Canadian Senator from Saskatchewan
- In office January 31, 2020 – December 18, 2024
- Nominated by: Justin Trudeau
- Appointed by: Julie Payette
- Preceded by: Raynell Andreychuk
- Succeeded by: Todd Lewis

Personal details
- Born: William Brent Cotter December 18, 1949 (age 76)
- Party: Independent Senators Group
- Education: University of Saskatchewan (BCom) Dalhousie University (LLB, LLM)
- Occupation: Civil servant; university administrator;

= Brent Cotter =

Canadian politician (born 1949)

William Brent Cotter (born December 18, 1949) is a former member of the Senate of Canada from the province of Saskatchewan. On January 31, 2020, Cotter was nominated by Prime Minister Justin Trudeau to fill a vacant Senate seat for Saskatchewan. Upon reaching the Senate's mandatory retirement age, he retired on December 18, 2024.

==Background==
Cotter was formerly dean of law at the University of Saskatchewan and was one of the first professors and writers in the field of legal ethics in Canada. He is one of the founding members of the Canadian Association for Legal Ethics. Prior to his academic career, Cotter was a public servant for the government of Saskatchewan and served as Deputy Minister of Justice and Deputy Attorney General and has also served as the province's Deputy Minister of Intergovernmental and Aboriginal Affairs. As of 2021, he supported Canadian legalized gambling.

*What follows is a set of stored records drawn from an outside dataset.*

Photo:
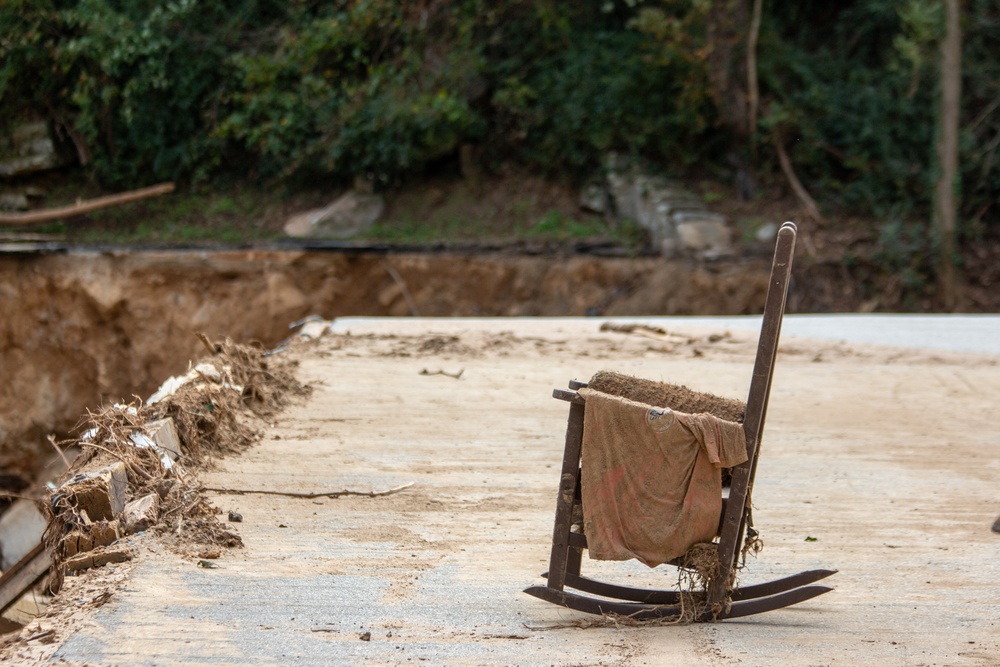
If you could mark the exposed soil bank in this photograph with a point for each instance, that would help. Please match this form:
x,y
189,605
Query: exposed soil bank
x,y
87,328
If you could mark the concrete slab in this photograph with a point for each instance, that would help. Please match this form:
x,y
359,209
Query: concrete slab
x,y
887,458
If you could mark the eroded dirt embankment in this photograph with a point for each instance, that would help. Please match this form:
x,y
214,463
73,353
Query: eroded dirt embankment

Cotter submitted an application to serve on the senate in 2018. He has stated that he applied because the senate was less politically partisan than it was in the past, and that he became interested when "changes were made to appoint people to Senate who were more diverse and less politically aligned".

While in the Senate, Cotter was the seconder of a constitutional amendment to remove a tax exemption in Saskatchewan for the Canadian Pacific Railway Company, which passed the Senate and was proclaimed in force as the Constitution Amendment, 2022 (Saskatchewan Act).

He was also the sponsor of Bill C-22 in the Senate, which established the Canada Disability Benefit. In 2025, he was made a member of the Saskatchewan Order of Merit.